As the afternoon drew to a close, the word came through that the Orange
marchers had arrived at Shillington's Bridge, at the bottom of the road.
Tension rose as it became obvious that the loyalists had not dispersed
peacefully. Later we would learn loyalists accompanying the Orange march
had engaged in a running battle with the crown forces attempting to
disperse them.
Blaming ``lager louts'' outside the stewardship of the parade, Orange Order
spokesperson David Jones said the troublemakers had been identified and
``would not be made welcome at any future events''.
As the evening sun stretched across Garvaghy Road, when it was clear the
Orange Order had dispersed, Breandán MacCionnaith, as spokesperson for the
residents, asked the RUC to withdraw from the area.

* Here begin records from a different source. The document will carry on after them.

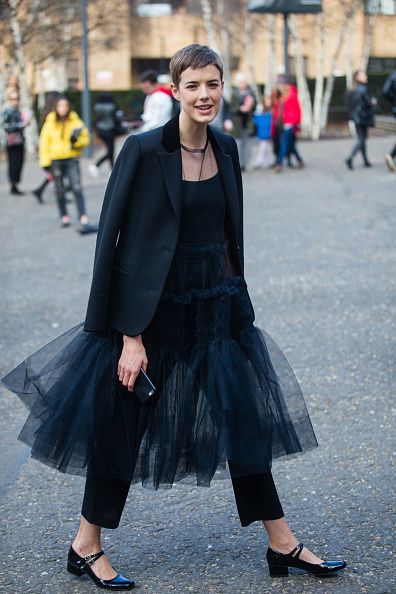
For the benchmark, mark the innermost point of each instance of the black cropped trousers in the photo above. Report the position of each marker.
(256, 499)
(104, 499)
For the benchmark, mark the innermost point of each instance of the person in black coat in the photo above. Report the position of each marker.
(361, 111)
(14, 125)
(108, 125)
(169, 298)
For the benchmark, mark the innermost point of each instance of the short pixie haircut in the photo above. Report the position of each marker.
(193, 56)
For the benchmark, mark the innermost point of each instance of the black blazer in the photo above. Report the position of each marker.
(139, 226)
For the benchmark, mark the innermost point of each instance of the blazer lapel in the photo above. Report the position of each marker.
(171, 165)
(226, 169)
(172, 172)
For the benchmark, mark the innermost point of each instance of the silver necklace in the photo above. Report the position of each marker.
(200, 151)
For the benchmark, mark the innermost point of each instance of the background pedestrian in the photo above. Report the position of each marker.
(361, 111)
(62, 139)
(243, 104)
(389, 91)
(14, 123)
(158, 106)
(262, 121)
(108, 126)
(50, 102)
(286, 119)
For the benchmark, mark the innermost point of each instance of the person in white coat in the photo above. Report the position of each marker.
(157, 105)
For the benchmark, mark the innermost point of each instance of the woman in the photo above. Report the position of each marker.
(361, 111)
(14, 124)
(50, 102)
(62, 139)
(168, 295)
(108, 124)
(286, 121)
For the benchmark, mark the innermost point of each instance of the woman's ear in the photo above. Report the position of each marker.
(175, 91)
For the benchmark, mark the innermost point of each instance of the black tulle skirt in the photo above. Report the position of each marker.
(226, 395)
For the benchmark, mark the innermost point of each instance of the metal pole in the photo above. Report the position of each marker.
(286, 43)
(86, 109)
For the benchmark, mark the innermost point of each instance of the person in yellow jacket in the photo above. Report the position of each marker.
(62, 139)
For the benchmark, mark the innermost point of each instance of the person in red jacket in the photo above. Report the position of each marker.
(286, 117)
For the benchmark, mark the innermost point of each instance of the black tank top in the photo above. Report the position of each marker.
(203, 211)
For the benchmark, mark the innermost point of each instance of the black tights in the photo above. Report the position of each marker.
(256, 499)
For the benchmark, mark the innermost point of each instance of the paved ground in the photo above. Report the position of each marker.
(321, 265)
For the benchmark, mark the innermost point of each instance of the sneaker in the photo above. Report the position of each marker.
(93, 170)
(390, 162)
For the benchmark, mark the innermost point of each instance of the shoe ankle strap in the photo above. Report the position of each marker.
(90, 559)
(296, 552)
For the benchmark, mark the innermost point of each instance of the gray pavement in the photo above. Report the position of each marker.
(321, 267)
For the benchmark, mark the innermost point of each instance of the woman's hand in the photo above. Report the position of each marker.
(133, 357)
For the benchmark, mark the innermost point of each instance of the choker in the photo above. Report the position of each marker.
(185, 148)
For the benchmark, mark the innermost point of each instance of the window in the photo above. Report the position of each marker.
(72, 74)
(384, 7)
(381, 65)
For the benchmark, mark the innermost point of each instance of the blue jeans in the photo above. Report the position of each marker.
(69, 168)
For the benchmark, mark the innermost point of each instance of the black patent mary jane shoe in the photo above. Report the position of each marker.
(79, 565)
(278, 563)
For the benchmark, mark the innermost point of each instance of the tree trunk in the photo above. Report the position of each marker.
(226, 50)
(330, 80)
(249, 53)
(271, 54)
(348, 57)
(302, 85)
(209, 24)
(368, 35)
(319, 83)
(26, 98)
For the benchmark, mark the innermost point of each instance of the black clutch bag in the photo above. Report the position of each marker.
(144, 387)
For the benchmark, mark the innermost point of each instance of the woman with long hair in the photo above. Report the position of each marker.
(62, 139)
(169, 302)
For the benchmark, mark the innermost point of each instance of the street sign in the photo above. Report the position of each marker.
(285, 6)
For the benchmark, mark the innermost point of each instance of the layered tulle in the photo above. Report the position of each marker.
(225, 391)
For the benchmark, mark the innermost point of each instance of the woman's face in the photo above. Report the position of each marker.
(62, 108)
(199, 93)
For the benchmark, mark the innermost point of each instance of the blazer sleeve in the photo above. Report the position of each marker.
(117, 196)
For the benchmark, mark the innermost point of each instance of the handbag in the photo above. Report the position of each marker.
(14, 138)
(144, 387)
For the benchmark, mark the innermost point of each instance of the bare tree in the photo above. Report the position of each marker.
(248, 31)
(49, 30)
(209, 24)
(349, 9)
(368, 34)
(319, 83)
(26, 98)
(271, 54)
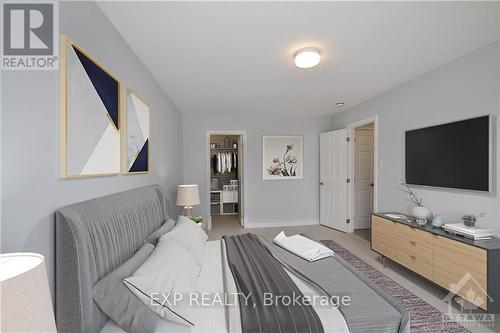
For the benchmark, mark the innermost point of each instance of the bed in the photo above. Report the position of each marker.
(97, 236)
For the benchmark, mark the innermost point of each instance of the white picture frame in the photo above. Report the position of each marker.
(282, 157)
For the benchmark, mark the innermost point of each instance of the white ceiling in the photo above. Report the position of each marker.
(230, 57)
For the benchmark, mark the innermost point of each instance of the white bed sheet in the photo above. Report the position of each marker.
(215, 277)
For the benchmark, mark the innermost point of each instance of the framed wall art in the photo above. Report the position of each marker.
(90, 112)
(282, 157)
(137, 134)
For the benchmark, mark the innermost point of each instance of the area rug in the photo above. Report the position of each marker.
(424, 318)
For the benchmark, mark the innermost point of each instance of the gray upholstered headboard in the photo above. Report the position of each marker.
(92, 239)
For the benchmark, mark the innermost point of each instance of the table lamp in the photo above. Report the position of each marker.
(187, 197)
(25, 304)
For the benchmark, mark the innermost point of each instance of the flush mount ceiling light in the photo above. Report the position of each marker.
(307, 57)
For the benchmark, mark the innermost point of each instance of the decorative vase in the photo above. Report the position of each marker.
(437, 221)
(420, 212)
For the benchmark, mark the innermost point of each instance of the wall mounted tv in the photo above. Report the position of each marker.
(454, 155)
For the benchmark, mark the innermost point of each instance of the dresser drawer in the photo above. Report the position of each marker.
(415, 235)
(416, 249)
(458, 263)
(385, 227)
(386, 249)
(415, 263)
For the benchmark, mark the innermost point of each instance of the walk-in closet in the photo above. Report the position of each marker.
(225, 196)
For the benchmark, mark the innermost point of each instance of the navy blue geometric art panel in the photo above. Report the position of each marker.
(141, 162)
(106, 86)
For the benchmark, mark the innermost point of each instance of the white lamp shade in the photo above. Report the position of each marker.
(25, 304)
(188, 195)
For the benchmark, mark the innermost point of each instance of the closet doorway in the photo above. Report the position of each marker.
(226, 175)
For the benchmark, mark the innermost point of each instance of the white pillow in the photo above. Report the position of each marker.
(190, 235)
(169, 272)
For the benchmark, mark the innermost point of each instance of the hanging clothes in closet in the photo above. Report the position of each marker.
(224, 162)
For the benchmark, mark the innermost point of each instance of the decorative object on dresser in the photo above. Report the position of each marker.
(137, 134)
(419, 211)
(187, 197)
(90, 115)
(24, 291)
(445, 259)
(437, 221)
(282, 157)
(471, 219)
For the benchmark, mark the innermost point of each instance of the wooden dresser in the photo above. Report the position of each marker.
(469, 269)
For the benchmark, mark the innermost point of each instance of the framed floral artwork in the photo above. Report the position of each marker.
(282, 157)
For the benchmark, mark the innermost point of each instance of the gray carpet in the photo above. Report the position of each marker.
(424, 318)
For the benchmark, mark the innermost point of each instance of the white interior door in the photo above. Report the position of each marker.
(363, 177)
(334, 179)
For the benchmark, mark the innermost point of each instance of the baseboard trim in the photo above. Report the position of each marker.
(273, 223)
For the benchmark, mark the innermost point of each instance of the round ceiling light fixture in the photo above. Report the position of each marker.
(307, 57)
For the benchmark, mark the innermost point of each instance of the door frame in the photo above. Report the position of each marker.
(351, 170)
(242, 172)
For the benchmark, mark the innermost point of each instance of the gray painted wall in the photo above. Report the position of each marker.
(267, 202)
(464, 88)
(31, 187)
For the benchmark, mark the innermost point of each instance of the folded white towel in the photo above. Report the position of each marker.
(303, 247)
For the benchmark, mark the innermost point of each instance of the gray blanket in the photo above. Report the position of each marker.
(256, 274)
(371, 309)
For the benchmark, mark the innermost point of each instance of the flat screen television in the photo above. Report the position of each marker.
(454, 155)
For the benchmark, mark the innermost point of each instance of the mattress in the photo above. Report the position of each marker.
(216, 278)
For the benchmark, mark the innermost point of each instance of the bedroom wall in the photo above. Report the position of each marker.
(464, 88)
(268, 203)
(31, 187)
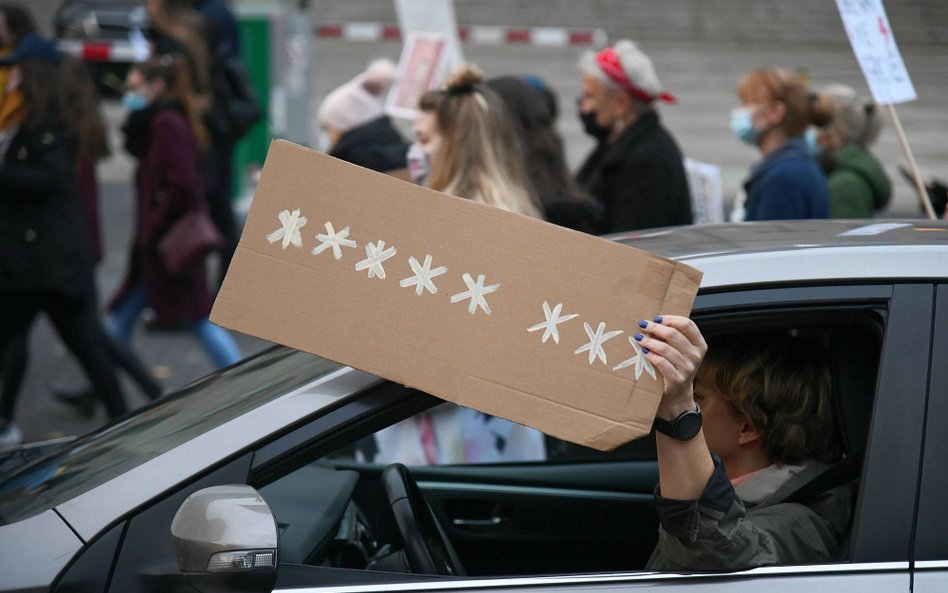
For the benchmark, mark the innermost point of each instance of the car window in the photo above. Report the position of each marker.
(100, 456)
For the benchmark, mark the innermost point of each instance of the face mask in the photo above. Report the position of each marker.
(418, 167)
(591, 127)
(813, 147)
(323, 143)
(742, 125)
(134, 101)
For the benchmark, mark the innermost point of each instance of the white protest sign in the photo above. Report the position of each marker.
(873, 43)
(707, 197)
(419, 70)
(431, 47)
(432, 17)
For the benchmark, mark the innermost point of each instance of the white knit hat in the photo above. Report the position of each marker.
(358, 101)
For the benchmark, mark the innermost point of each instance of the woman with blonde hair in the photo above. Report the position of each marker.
(776, 109)
(466, 145)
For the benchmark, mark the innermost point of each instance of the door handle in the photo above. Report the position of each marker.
(478, 523)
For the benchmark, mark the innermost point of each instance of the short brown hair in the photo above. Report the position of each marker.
(782, 385)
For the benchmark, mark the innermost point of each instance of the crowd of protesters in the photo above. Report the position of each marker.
(179, 129)
(491, 140)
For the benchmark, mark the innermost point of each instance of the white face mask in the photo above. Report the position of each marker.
(418, 167)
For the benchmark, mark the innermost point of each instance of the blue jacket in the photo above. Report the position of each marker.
(787, 184)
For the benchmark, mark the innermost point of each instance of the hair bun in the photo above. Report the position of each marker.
(464, 79)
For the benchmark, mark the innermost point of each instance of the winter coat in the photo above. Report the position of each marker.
(787, 184)
(167, 185)
(375, 145)
(858, 183)
(44, 241)
(639, 179)
(720, 532)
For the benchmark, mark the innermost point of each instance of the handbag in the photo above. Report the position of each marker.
(189, 240)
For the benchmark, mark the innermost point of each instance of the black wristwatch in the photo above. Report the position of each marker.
(684, 428)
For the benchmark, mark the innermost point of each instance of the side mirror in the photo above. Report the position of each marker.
(225, 536)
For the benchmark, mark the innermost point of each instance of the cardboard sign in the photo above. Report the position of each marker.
(874, 45)
(491, 310)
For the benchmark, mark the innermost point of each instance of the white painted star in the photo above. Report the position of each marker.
(375, 254)
(641, 363)
(596, 340)
(334, 240)
(423, 275)
(290, 231)
(475, 291)
(553, 318)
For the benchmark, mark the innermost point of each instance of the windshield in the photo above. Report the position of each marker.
(100, 456)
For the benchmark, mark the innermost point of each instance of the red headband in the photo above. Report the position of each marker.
(608, 60)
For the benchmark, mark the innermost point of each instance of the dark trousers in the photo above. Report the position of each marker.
(220, 201)
(78, 326)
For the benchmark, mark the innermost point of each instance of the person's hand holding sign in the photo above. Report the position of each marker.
(676, 348)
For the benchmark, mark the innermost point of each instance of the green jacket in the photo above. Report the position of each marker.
(858, 184)
(720, 532)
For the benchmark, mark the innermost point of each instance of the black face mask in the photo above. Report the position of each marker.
(592, 128)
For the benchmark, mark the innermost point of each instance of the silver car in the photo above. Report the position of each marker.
(271, 476)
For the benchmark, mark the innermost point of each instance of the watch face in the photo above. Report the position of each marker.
(688, 425)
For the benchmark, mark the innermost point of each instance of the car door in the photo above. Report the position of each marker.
(879, 549)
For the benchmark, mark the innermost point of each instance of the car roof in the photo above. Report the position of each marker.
(740, 254)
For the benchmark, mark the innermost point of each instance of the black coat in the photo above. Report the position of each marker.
(44, 241)
(639, 179)
(375, 145)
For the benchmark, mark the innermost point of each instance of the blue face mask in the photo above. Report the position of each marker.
(742, 125)
(813, 147)
(134, 101)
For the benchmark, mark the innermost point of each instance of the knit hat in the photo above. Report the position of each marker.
(32, 46)
(358, 101)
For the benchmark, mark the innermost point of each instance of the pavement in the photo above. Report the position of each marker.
(701, 75)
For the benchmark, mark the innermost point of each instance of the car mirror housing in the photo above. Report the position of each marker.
(226, 531)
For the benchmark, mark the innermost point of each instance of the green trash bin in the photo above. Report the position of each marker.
(253, 23)
(275, 45)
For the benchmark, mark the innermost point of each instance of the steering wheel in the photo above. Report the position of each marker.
(427, 547)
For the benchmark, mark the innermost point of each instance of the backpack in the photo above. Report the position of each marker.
(236, 105)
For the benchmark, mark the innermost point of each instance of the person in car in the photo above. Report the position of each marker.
(776, 109)
(742, 425)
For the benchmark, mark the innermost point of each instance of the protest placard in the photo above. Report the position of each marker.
(488, 309)
(873, 42)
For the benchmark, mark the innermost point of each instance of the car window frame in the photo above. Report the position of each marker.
(931, 547)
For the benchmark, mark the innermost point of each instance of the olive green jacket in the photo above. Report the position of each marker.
(858, 184)
(720, 532)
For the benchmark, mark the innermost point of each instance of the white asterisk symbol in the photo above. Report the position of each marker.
(641, 363)
(334, 240)
(423, 275)
(290, 231)
(375, 254)
(475, 291)
(596, 340)
(553, 318)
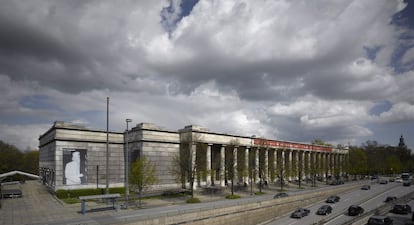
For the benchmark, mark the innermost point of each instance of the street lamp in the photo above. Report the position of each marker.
(127, 165)
(251, 171)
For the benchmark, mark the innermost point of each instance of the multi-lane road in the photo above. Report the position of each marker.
(367, 199)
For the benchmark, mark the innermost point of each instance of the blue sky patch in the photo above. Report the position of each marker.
(380, 107)
(37, 102)
(171, 16)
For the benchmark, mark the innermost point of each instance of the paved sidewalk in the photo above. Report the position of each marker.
(38, 206)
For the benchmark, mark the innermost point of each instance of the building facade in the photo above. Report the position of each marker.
(68, 150)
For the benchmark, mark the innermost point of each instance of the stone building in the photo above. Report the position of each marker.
(253, 158)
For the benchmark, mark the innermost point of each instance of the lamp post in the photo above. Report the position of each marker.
(127, 165)
(251, 171)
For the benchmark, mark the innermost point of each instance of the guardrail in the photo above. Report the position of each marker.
(363, 219)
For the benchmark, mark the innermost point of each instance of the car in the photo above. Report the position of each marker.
(390, 199)
(324, 210)
(333, 199)
(11, 193)
(365, 187)
(401, 209)
(300, 212)
(380, 220)
(355, 210)
(281, 195)
(336, 182)
(407, 183)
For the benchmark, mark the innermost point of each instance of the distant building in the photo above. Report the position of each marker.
(63, 140)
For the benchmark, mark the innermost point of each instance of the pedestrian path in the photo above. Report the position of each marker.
(38, 206)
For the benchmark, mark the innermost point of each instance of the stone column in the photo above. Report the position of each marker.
(266, 165)
(246, 165)
(290, 163)
(256, 164)
(302, 165)
(283, 166)
(275, 163)
(235, 177)
(208, 164)
(222, 166)
(193, 163)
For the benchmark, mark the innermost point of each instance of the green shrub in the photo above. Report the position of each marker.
(193, 200)
(75, 193)
(232, 196)
(71, 200)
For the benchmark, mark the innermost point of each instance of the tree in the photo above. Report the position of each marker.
(143, 175)
(185, 164)
(31, 162)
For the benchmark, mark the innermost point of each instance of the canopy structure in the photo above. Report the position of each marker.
(12, 173)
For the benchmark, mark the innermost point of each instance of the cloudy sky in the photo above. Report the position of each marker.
(337, 70)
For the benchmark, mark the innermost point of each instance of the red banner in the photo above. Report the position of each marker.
(292, 145)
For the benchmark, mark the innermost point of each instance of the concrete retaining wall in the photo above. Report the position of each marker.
(246, 213)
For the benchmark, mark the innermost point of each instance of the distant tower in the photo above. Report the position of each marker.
(402, 143)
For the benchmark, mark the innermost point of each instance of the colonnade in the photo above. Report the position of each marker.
(267, 164)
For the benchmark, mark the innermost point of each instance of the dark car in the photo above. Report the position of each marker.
(281, 195)
(324, 210)
(365, 187)
(299, 213)
(336, 182)
(390, 199)
(355, 210)
(379, 220)
(401, 209)
(333, 199)
(11, 193)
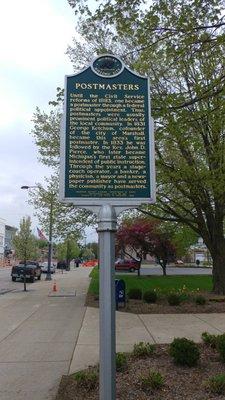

The RUC, however, intent it seems on provocation, stayed their ground;
lined across the road and in the park from where they flanked the couple of
hundred nationalists who gathered in protest - all the while their guns
trained on the residents.
Observers from Fianna Fáil, Labour and Sinn Féin who attended the Garvaghy
Road on fact-finding missions all commented that the thing they first
noticed was that the guns and armoured vehicles all addressed the
nationalists: ``The message was clear; nationalists are the enemy'', said
Mike McKee, a Shannon town councillor.
It was inevitable that the longer the RUC held their positions the more
likely it was that there would be trouble.
d when the stone throwing started, the RUC almost immediately opened fire
with plastic bullets. Over 30 were fired before the first of three or four
petrol bombs were thrown. About 50 plastic bullets were fired in all,
injuring two men, one hit on the body the other in the throat.
By contrast, during three days of intensive rioting in the loyalist
Edgarstown area two weeks ago, when petrol bombs were used and an RUC
vehicle was overturned, only one plastic bullet was fired.
By approximately 9pm, the area was relatively calm, the RUC had withdrawn
and groups of people stood about chatting about a long day and the impact
on their lives of a loyalist march that would, ``only take 15 minutes''.